China is capable of ensuring stable supplies and prices of key commodities during the coming New Year and Spring Festival holidays, the country's top economic regulator said on Thursday.
Meng Wei, a spokeswoman with the National Development and Reform Commission, said there will be sufficient supplies of commodities "essential for livelihood" during the holidays, and their prices will remain stable.
In the next step, the NDRC will make a big push to strengthen monitoring and early warning over prices, guide localities to stabilize production and enrich commodity reserves, Meng said at a news conference in Beijing.
China's overall price levels are within a reasonable range despite rising global inflationary pressure, as China's consumer price index rose 0.9 percent in the first 11 months, much lower than the figures of major economies, Meng said.
Referring to coal prices, Meng said various parties have been longing to see a pricing mechanism to stabilize coal prices. And the NDRC will continue to work on the mechanism and take timely measures to keep coal prices within a reasonable range.
Li Xuesong, director of the Institute of Quantitative and Technological Economics, which is part of the Chinese Academy of Social Sciences, expects China's overall prices will rise moderately in 2022.
Citing a newly released blue book by the CASS, he said the PPI and CPI are set to increase 5 percent and 2.5 percent, respectively, in China in 2022.
Louis Kuijs, head of Asia Economics of Oxford Economics, a think tank, said he expects global and domestic supply constraints, as well as global commodity prices, to ease in the future.

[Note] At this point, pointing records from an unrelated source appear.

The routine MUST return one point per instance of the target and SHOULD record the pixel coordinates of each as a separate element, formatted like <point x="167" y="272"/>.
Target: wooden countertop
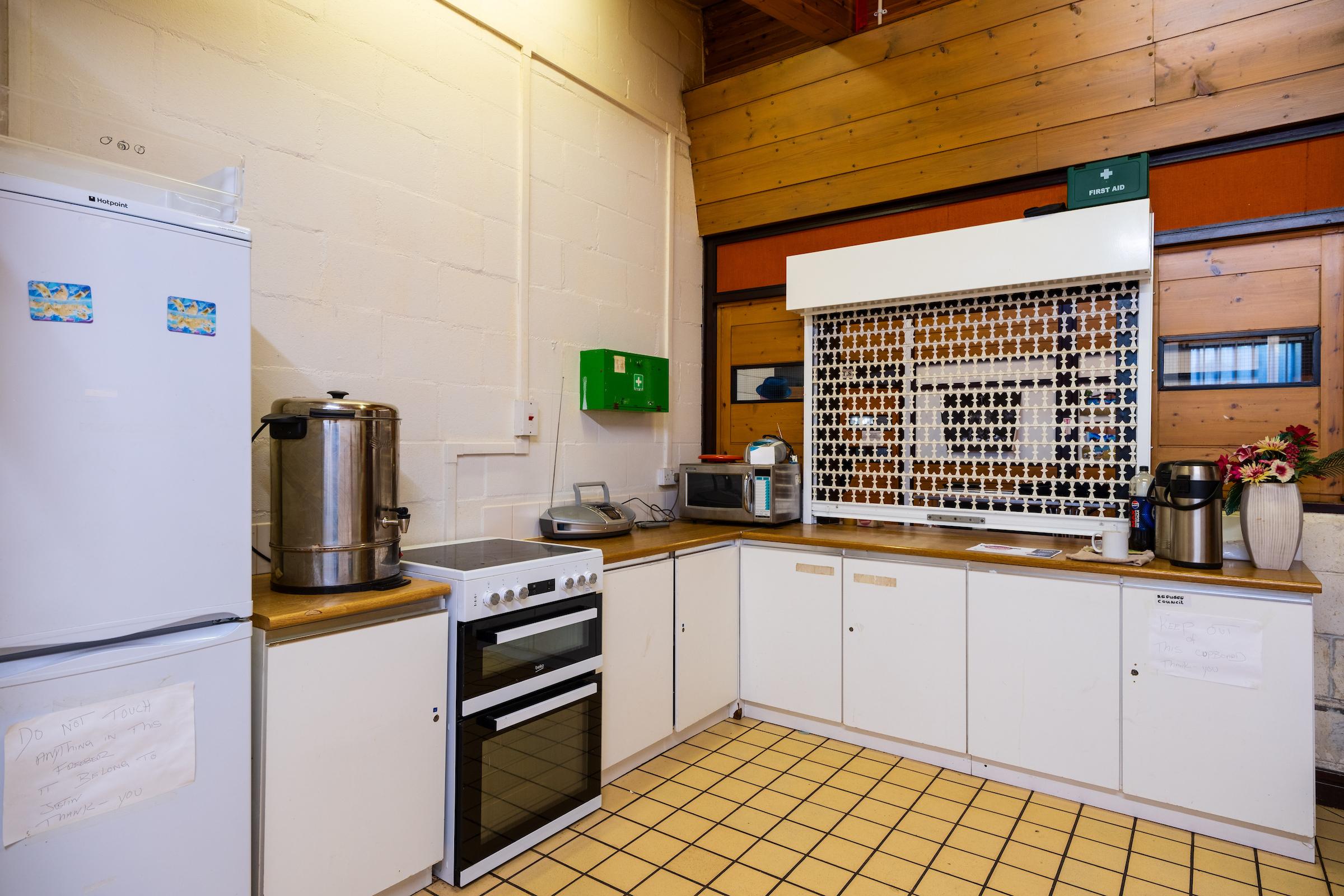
<point x="951" y="544"/>
<point x="274" y="610"/>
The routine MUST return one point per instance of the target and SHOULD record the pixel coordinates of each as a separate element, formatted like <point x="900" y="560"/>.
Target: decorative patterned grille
<point x="1023" y="402"/>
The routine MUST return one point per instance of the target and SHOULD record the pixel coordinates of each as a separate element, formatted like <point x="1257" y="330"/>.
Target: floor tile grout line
<point x="780" y="820"/>
<point x="1130" y="852"/>
<point x="940" y="774"/>
<point x="1009" y="839"/>
<point x="1063" y="856"/>
<point x="944" y="841"/>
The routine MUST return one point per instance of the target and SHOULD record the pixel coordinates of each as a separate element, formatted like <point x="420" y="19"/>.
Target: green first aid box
<point x="612" y="381"/>
<point x="1112" y="180"/>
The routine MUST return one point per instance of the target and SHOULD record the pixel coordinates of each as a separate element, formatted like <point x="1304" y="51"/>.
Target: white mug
<point x="1113" y="544"/>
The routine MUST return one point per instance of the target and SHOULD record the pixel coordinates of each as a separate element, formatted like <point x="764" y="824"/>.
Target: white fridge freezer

"As a result, we expect China's producer price inflation to fall sharply in 2022. Pass-through to consumer prices remains low amid strong competition and subdued consumption. Thus, we don't expect CPI inflation will exceed the central bank's target and should not affect monetary policy in a major way," Kuijs said.
During the news conference, Meng from the NDRC also said China will speed up the implementation of projects funded by local government special-purpose bonds to boost investment.
As a larger proportion of this year's local government special bonds were issued in the second half, a considerable part of those special bonds will be used in the first quarter next year, Meng said.
"In this setting, the use of those local government bonds and the issuance of special bonds in 2022 will provide strong support for expanding effective investment next year," Meng added.
The NDRC will urge localities to complete all preparatory work for projects that have not been started yet and strengthen coordination and promotion of projects under construction, the spokeswoman said.
To better deal with pressure related to supply, demand and expectations, Tang Jianwei, chief researcher at Bank of Communications financial research center, said a proactive fiscal policy should have a greater effect on stabilizing growth and expanding demand, including increasing investment in "new infrastructure" and taking more steps for tax and fee reductions.
Citing the tasks mapped out by the Central Economic Work Conference held last week, Luo Zhiheng, deputy director and chief macroeconomic analyst of Yuekai Securities research institute, said stabilizing investment will be a key focus of economic work in the future, which will help hedge against downside risks.